In linux, I have written a standard tcp server(using internet sockets) with a small difference. This is the skeleton of the server

fd=socket(...);
bind(...);
listen(...);
//now do a fork
fork(); 
//this will create two processes bound to the same server listening on the same port !!

clientfd=accept(...);

What will happen when a client connects to the server on the listening port. Which process will accept the connection ?

From the practical runs of the program, always the parent(the process which forked) was getting the client request. I want to know the theory behind this. Was it just accidental that the parent process was getting the request ?

Now I killed the parent process. So there is only child process running. When a client tried to connect to the server on the same port number, the child(or the lone survivor) process got the connection. How is this behavior explained ?

Answer 1

I just tested this behavior on Linux 3.4 and the way it behaves is that the kernel will round-robing amongst all children that are calling accept().

You can see this behavior from the following example Python script:

import socket
import os

s = socket.socket(socket.AF_INET, socket.SOCK_STREAM)
s.setsockopt(socket.SOL_SOCKET, socket.SO_REUSEADDR, 1)
s.bind(('127.0.0.1', 4242))
s.listen(10)
os.fork()
os.fork()
os.fork()
while True:
   conn, addr = s.accept()
   print 'I am %d and I accepted %s' % (os.getpid(), addr)
   conn.close()

This will create 8 processes, all bound to port 4242. You can then connect locally via nc localhost 4242 and observe what PID is accepting the connection.

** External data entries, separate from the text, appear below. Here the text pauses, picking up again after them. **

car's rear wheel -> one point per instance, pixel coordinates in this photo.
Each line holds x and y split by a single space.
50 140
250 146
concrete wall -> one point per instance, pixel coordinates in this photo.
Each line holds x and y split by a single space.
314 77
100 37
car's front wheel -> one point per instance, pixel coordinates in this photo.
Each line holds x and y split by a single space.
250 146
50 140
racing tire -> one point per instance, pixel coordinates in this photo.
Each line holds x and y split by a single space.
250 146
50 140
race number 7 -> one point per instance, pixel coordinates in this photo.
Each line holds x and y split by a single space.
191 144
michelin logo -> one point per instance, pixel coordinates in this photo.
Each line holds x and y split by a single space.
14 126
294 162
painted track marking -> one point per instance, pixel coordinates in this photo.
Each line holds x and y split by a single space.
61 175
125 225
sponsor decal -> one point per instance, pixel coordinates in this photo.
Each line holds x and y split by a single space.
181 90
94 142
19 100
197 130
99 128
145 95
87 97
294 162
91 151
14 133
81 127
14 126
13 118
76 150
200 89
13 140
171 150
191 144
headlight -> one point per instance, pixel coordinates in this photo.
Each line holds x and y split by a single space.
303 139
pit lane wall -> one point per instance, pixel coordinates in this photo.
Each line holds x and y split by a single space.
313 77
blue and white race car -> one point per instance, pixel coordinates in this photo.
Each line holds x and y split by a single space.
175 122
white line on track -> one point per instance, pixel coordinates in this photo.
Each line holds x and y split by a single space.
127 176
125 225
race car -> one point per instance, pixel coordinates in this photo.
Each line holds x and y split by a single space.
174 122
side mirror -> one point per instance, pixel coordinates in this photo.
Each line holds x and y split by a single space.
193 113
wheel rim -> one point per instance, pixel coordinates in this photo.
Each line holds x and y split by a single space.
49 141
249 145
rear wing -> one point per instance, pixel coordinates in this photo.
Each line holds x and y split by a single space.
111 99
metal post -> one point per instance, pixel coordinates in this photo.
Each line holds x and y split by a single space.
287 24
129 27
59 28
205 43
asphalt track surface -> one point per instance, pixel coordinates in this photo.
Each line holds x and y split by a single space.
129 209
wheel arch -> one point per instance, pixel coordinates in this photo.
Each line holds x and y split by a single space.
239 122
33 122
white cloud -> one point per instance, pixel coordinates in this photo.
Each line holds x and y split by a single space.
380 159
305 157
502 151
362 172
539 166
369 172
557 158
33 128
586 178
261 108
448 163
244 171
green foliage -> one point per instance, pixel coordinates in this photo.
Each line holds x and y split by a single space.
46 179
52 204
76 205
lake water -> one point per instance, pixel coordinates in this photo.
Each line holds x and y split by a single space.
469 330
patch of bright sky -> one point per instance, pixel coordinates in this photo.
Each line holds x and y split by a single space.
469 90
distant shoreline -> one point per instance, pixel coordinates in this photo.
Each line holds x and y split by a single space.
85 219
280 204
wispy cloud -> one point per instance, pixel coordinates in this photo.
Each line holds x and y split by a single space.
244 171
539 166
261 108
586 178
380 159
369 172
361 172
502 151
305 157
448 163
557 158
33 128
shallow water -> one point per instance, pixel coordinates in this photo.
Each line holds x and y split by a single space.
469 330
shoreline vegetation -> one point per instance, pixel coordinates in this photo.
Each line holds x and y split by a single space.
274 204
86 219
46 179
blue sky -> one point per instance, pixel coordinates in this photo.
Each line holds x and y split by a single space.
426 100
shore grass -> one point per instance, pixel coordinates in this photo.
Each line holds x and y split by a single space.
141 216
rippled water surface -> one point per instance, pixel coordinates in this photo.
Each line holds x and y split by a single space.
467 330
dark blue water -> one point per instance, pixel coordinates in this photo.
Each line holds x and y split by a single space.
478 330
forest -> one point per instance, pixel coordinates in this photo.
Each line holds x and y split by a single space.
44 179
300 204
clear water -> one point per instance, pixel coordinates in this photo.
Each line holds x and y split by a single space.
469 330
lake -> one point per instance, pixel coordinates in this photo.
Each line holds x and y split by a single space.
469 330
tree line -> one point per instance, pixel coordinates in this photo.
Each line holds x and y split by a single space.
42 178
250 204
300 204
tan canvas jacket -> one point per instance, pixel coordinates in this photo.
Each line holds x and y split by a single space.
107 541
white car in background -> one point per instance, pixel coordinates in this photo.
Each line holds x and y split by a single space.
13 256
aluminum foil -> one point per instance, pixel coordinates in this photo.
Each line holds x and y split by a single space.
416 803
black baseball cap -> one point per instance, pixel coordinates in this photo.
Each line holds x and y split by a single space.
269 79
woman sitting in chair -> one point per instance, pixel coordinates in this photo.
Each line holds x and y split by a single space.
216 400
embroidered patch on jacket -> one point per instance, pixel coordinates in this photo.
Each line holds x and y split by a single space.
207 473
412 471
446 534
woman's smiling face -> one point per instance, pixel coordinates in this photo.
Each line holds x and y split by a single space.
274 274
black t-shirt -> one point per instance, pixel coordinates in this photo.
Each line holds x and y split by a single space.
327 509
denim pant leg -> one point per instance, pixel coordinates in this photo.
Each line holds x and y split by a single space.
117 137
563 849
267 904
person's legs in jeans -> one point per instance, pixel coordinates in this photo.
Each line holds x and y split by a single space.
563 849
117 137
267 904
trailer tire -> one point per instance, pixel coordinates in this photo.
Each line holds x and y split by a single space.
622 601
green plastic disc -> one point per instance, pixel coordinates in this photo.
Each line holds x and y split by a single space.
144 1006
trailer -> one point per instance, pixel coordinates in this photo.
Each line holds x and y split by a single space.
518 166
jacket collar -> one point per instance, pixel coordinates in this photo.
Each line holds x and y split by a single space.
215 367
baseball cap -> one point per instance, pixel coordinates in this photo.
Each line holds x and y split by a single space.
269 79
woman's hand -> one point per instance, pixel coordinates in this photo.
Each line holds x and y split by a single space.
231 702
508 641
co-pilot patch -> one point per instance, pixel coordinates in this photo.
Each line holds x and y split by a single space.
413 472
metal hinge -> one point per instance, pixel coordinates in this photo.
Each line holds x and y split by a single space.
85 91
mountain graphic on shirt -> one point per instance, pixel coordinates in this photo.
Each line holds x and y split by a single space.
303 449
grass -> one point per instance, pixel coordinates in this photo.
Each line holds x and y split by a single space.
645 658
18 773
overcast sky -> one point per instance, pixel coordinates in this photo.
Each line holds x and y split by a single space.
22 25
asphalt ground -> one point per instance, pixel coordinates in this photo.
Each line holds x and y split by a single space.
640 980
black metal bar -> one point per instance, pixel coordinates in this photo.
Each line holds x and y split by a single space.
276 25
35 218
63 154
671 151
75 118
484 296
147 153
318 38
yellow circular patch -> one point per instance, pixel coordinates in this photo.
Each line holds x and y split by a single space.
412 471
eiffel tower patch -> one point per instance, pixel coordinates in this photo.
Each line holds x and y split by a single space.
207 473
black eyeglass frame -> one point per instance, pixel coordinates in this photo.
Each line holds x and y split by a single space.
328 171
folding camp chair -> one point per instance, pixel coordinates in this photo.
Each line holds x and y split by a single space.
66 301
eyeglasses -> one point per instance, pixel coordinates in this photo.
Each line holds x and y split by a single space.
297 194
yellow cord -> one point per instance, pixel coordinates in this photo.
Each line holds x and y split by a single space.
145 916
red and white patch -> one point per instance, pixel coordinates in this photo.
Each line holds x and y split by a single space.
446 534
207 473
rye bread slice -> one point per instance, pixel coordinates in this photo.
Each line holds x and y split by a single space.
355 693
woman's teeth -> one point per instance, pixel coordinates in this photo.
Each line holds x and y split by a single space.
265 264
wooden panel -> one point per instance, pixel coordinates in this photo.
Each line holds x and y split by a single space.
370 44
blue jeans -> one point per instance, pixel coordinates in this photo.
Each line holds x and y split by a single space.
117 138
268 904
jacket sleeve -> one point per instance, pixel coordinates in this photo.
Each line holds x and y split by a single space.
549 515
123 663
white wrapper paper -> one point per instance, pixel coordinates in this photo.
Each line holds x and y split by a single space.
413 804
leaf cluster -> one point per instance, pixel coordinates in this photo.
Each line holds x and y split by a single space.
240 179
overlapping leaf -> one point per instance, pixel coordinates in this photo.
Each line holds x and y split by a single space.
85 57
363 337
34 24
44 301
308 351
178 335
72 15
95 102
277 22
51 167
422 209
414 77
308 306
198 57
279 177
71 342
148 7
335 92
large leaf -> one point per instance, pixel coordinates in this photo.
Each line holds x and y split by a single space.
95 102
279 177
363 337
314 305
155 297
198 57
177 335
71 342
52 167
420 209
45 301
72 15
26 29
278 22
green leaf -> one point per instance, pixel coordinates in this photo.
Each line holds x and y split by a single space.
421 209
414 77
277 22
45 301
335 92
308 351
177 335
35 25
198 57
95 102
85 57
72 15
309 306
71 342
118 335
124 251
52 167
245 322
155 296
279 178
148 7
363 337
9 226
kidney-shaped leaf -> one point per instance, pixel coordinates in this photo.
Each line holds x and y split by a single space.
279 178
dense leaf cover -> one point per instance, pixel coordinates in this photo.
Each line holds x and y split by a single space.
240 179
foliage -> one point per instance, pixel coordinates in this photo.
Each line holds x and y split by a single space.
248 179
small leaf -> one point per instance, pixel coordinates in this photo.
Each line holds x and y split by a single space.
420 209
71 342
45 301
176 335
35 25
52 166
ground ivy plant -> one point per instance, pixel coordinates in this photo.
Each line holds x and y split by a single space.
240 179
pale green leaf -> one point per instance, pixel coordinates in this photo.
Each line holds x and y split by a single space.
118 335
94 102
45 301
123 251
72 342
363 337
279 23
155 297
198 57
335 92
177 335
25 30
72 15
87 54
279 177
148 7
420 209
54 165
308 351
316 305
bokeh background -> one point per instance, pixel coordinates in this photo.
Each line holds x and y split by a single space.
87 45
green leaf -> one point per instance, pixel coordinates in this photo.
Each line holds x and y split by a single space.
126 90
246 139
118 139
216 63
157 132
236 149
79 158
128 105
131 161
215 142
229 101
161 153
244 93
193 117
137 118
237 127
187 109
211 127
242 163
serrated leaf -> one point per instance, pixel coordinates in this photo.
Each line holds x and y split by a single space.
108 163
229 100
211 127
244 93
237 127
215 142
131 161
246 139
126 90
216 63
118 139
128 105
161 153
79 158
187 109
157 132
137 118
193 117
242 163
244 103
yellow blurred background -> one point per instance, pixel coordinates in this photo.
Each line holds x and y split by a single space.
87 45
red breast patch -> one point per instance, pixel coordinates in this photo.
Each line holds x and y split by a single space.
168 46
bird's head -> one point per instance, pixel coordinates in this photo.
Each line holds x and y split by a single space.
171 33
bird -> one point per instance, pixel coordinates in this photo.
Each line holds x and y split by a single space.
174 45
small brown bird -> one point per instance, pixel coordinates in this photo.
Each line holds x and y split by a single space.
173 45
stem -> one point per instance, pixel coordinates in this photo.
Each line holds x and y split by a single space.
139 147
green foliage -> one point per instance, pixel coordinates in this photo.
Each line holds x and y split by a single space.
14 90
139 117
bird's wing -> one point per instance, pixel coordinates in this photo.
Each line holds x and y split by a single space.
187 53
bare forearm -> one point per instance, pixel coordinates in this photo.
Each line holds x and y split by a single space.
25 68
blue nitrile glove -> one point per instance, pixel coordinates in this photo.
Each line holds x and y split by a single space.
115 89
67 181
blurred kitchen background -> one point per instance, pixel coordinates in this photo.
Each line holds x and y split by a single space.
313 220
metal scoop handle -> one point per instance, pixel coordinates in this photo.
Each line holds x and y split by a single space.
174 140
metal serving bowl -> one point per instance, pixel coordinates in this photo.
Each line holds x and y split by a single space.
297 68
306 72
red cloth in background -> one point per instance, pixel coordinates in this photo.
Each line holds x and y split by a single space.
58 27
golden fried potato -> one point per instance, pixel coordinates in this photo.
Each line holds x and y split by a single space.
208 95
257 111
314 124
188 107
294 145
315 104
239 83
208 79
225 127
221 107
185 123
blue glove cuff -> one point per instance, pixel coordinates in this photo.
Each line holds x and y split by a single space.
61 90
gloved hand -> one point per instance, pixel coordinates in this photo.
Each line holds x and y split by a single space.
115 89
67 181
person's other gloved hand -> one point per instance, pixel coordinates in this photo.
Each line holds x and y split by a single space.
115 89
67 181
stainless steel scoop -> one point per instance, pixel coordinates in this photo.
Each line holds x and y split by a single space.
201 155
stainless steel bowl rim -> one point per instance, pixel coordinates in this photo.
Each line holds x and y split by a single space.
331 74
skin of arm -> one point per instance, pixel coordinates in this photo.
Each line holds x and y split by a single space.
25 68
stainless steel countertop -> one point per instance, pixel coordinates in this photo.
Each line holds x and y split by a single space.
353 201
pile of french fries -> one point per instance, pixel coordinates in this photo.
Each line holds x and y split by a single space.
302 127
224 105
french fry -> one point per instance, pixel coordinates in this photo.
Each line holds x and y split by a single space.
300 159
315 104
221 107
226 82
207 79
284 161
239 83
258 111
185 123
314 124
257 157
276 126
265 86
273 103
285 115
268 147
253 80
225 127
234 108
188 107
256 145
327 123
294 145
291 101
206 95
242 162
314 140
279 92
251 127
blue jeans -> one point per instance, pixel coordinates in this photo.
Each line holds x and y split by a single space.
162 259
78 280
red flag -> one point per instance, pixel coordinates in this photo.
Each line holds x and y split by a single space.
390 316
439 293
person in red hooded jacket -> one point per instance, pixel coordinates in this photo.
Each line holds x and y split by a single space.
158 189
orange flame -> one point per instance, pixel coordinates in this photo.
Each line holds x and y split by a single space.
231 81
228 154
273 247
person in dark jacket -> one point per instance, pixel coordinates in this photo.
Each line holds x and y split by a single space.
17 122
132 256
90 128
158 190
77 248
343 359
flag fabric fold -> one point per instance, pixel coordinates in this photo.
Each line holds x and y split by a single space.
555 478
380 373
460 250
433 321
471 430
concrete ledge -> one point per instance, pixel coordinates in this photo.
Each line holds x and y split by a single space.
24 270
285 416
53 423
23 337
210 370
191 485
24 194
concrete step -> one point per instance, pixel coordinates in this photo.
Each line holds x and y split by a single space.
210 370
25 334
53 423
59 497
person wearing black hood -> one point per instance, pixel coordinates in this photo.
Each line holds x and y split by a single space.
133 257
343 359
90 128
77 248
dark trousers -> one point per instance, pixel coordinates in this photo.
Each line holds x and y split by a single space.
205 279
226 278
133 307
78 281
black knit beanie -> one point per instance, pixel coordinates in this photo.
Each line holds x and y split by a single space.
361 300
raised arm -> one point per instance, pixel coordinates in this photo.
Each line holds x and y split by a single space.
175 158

edit: If you do this from within a more traditional select loop, then all the processes get awaken and there is a race on the call to accept(), with all but one of the processes getting stuck in accept() (which is bad as it blocks the select loop).

Answer 2

The Linux wait_queue_head implementation consists of an ordered data structure (linked list serving as a queue). New waiting tasks are added to the end of the queue, and wakeups are done from the head (cf. __wake_up_common in kernel/sched.c). Furthermore, only a single task is woken up (like in many places besides socket code), because having to schedule all tasks is often pointless when only a single task can get the resource in question (cf. comments in inet_csk_wait_for_connect in net/ipv4/inet_connection_sock.c).